Transparency about the outcomes of mental health services (IAPT approach): an analysis of public data, The Lancet, December 2017. Read the article here
In Britain today, one in six adults suffers from depression or a crippling anxiety disorder and it is estimated that at least a third of families includes someone who is mentally ill.
World Health Organisation measures of the scale and severity of illness find mental illness accounts for nearly 40% of all illness in rich countries like ours. By contrast, stroke, cancer, heart disease, lung disease and diabetes account for under 20%.
In 2008, the government introduced a national programme which was aimed at ensuring all those suffering with anxiety and depression would be able to access evidence-based psychological therapy treatment for their mental health problems. The Improving Access to Psychological Therapies (IAPT) initiative has been rolled out successfully across England and patients can now access effective psychological help.
The Oxford AHSN Anxiety and Depression Network works with all the IAPT services in the Thames Valley (Berkshire, Buckinghamshire, Oxfordshire and Milton Keynes) which combined take some 20,000 patients through a course of treatment each year.

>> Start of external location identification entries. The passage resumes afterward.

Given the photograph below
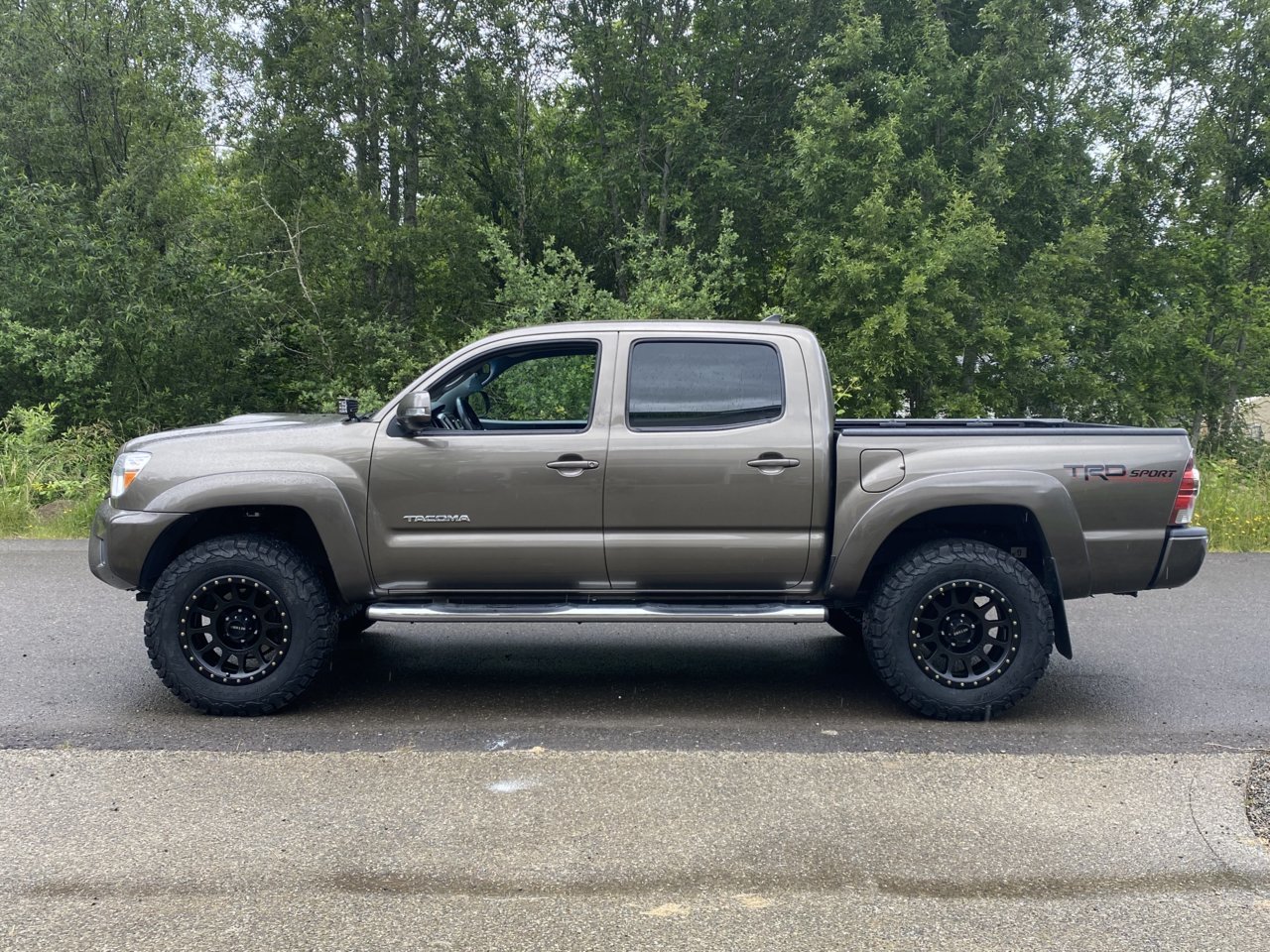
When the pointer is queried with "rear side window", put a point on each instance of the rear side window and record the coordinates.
(702, 385)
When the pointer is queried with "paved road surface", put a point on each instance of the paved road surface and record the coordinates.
(1183, 670)
(529, 787)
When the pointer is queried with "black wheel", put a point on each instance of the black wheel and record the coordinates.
(353, 621)
(239, 625)
(959, 630)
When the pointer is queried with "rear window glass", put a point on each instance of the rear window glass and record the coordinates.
(702, 384)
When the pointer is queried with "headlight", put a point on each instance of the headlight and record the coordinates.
(126, 468)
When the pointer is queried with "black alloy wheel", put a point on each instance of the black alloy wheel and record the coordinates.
(959, 630)
(240, 625)
(964, 634)
(235, 630)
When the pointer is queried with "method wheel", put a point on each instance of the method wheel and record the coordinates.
(959, 630)
(239, 625)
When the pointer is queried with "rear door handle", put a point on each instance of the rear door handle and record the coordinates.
(572, 466)
(772, 462)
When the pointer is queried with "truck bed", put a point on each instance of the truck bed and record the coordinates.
(1001, 425)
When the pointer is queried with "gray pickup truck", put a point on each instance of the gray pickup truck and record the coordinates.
(639, 471)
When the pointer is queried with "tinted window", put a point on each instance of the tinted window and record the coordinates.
(544, 389)
(689, 384)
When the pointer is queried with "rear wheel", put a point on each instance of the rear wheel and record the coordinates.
(239, 625)
(959, 630)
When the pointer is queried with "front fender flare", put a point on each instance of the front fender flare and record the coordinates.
(318, 497)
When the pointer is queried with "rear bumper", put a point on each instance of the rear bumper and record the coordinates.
(1182, 557)
(119, 542)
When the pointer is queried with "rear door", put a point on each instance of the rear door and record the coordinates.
(708, 475)
(506, 494)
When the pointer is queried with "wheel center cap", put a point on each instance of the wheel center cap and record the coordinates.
(960, 631)
(240, 626)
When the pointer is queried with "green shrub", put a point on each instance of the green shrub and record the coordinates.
(1234, 506)
(40, 466)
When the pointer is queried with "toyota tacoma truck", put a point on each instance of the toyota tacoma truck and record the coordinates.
(639, 471)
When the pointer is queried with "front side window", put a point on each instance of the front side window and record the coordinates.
(702, 385)
(541, 388)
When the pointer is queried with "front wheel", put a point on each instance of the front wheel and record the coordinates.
(239, 625)
(959, 630)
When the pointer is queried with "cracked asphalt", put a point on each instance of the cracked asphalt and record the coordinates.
(550, 787)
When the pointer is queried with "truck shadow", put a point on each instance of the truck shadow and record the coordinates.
(603, 670)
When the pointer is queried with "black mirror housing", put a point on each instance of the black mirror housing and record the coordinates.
(414, 412)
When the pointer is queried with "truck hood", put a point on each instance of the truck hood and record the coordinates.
(243, 422)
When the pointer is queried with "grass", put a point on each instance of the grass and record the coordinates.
(1234, 506)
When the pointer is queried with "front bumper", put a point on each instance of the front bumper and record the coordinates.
(1182, 557)
(119, 542)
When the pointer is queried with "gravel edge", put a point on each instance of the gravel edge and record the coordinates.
(1257, 797)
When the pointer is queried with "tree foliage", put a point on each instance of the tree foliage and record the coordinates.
(980, 206)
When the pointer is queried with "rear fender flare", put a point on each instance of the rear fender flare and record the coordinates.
(1040, 494)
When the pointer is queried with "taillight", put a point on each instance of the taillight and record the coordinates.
(1184, 506)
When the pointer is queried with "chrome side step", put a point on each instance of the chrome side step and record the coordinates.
(564, 612)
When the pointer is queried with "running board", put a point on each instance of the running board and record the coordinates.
(451, 612)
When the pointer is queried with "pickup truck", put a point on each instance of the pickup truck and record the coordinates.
(639, 471)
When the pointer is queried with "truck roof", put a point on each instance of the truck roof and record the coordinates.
(770, 327)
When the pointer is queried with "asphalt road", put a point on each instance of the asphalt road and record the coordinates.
(1173, 671)
(635, 787)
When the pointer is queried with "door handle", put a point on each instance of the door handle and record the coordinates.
(774, 463)
(572, 466)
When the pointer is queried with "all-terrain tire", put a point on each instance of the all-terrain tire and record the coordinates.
(216, 587)
(921, 622)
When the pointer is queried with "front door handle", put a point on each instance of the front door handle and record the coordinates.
(572, 465)
(772, 465)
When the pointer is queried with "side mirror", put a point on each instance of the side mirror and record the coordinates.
(414, 413)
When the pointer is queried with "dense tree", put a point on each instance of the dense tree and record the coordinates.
(980, 206)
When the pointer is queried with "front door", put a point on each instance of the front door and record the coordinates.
(710, 466)
(506, 493)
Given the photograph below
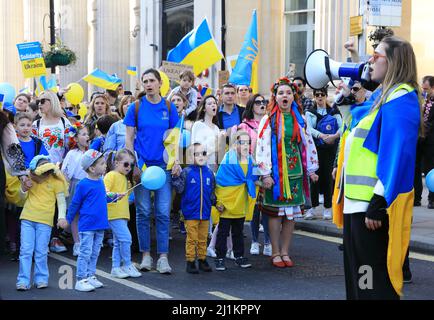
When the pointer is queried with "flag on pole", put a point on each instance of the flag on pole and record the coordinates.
(245, 71)
(103, 80)
(198, 49)
(171, 143)
(132, 71)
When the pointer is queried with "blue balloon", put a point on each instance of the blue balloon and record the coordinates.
(429, 180)
(185, 140)
(8, 91)
(153, 178)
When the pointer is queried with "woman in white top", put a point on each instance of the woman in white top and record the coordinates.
(53, 127)
(206, 132)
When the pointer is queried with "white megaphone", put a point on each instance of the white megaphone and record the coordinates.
(319, 69)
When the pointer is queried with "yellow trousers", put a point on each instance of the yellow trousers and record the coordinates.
(197, 235)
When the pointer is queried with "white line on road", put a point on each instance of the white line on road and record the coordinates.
(129, 284)
(412, 255)
(223, 295)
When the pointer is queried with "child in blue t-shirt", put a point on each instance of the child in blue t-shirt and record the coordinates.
(32, 146)
(90, 202)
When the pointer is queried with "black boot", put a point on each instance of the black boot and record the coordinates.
(204, 266)
(191, 267)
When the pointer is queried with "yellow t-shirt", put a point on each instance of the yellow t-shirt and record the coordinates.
(118, 183)
(41, 201)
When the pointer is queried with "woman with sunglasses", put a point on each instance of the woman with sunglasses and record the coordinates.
(374, 182)
(324, 123)
(255, 111)
(286, 157)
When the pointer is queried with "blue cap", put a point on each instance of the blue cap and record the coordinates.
(34, 163)
(7, 106)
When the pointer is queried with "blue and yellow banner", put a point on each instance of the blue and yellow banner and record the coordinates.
(198, 49)
(103, 80)
(32, 59)
(246, 69)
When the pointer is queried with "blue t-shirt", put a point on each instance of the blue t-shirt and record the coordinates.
(29, 149)
(90, 202)
(230, 120)
(153, 122)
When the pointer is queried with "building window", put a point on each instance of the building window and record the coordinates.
(178, 20)
(300, 33)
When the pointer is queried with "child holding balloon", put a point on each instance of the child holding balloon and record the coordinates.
(196, 184)
(116, 180)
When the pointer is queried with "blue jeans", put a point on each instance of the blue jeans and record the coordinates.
(90, 246)
(121, 243)
(35, 238)
(254, 226)
(144, 206)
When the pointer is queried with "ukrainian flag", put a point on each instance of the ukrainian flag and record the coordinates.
(132, 71)
(198, 49)
(205, 91)
(245, 71)
(171, 143)
(102, 80)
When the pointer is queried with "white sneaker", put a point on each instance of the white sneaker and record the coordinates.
(146, 264)
(163, 266)
(267, 250)
(76, 249)
(254, 249)
(94, 282)
(230, 255)
(131, 271)
(210, 252)
(119, 273)
(327, 214)
(310, 214)
(84, 286)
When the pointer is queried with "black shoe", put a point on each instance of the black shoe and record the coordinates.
(204, 266)
(220, 264)
(242, 262)
(408, 278)
(191, 267)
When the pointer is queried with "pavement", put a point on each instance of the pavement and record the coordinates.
(422, 231)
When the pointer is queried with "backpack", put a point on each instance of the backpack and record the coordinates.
(326, 124)
(137, 106)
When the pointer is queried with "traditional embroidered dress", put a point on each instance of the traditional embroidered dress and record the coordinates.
(286, 151)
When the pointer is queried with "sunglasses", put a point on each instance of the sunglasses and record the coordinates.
(377, 55)
(197, 154)
(128, 164)
(355, 89)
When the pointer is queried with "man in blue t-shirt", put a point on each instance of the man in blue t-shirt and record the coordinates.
(147, 124)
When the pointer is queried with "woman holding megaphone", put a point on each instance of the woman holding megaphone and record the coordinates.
(374, 183)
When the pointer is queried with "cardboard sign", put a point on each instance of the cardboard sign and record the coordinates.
(32, 60)
(223, 78)
(174, 70)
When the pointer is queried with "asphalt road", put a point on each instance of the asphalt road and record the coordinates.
(318, 275)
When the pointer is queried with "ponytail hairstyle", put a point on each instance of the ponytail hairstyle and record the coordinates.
(72, 133)
(119, 155)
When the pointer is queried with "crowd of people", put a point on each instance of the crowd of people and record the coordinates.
(251, 157)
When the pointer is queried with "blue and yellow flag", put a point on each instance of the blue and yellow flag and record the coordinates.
(245, 71)
(198, 49)
(132, 71)
(205, 91)
(103, 80)
(171, 143)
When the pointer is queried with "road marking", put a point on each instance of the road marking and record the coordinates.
(413, 255)
(223, 295)
(127, 283)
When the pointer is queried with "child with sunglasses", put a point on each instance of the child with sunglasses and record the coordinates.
(117, 180)
(196, 184)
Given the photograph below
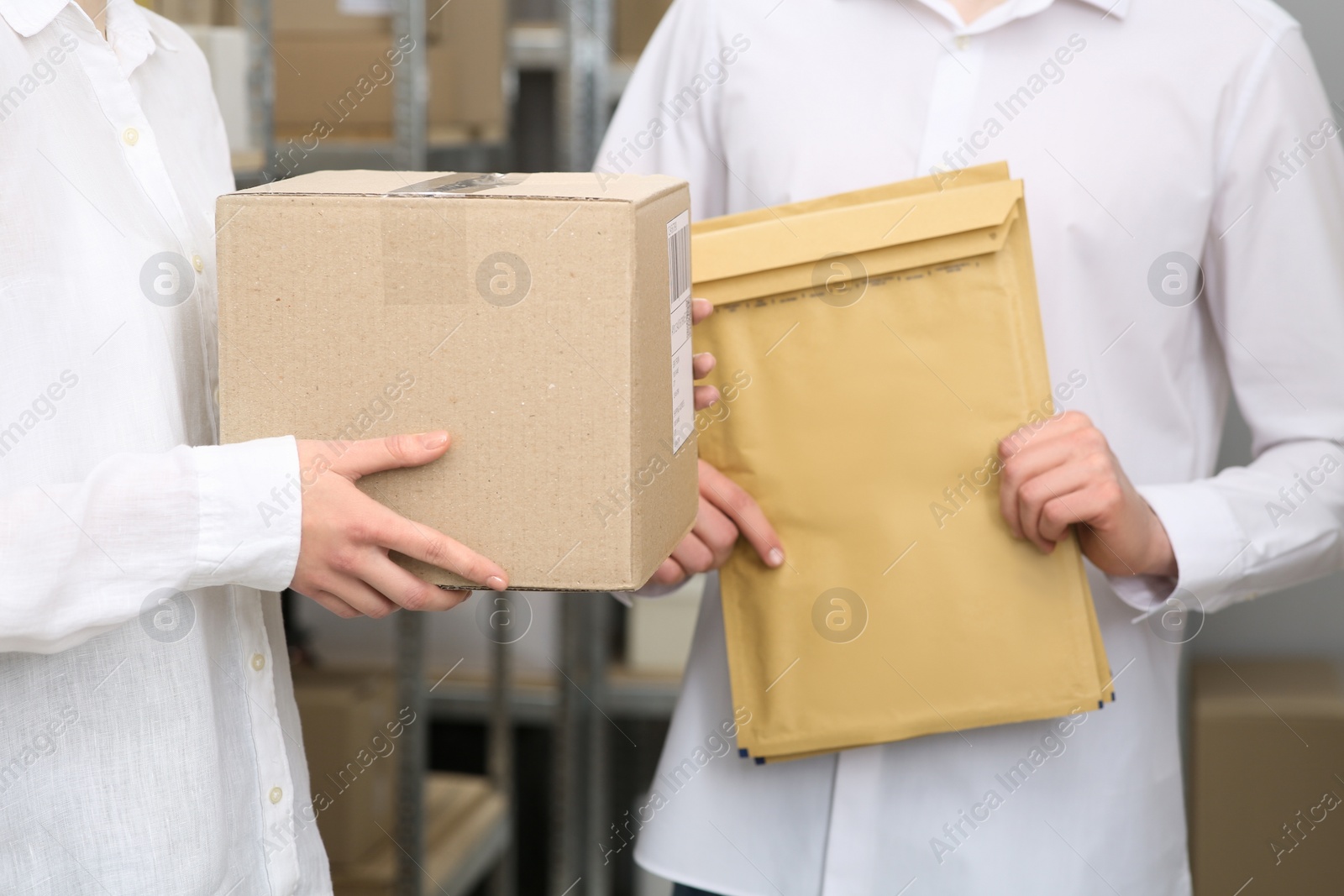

Our vision is to consistently provide the right, NICE-recommended psychological treatments of the highest quality in a timely fashion so that more patients recover and enjoy better quality of life as a result of treatment.
Our analyses of performance and patient outcome data quantify variations in access rates and outcomes (recovery and reliable improvement rates*) by service, by clinical condition (depression, post-traumatic stress disorder, generalised anxiety disorder, social anxiety disorder, obsessive-compulsive disorder, panic disorder, health anxiety and specific phobias), and by patient demographics (e.g. age, ethnicity).
Once outcome variability has been quantified, the network aims to identify predictors of that variability in terms of service models, procedures, types of interventions, therapist training, etc.
The findings are fed back to services so that they can use them to restructure their service provision as appropriate to further enhance patient outcomes.
Read about the network’s achievements in improving recovery rates here.
The network supports Thames Valley-wide trials of new web-based treatments (e.g. for post-traumatic stress disorder) and roll-out of approved web-based treatments such as social anxiety disorder (SAD). Network members are also involved in piloting virtual reality treatments for specific phobias.
As part of this project’s objective to increase numbers of patients who successfully receive a course of treatment, the Anxiety and Depression Network has also joined the Oxford AHSN Older Adults Network which is seeking to increase older adult uptake of psychological therapies where there is/should be a diagnosis of anxiety/depression.
*A referral has shown reliable improvement if there is a significant improvement in their condition following a course of treatment, measured by the difference between their first and last scores on questionnaires tailored to their specific condition.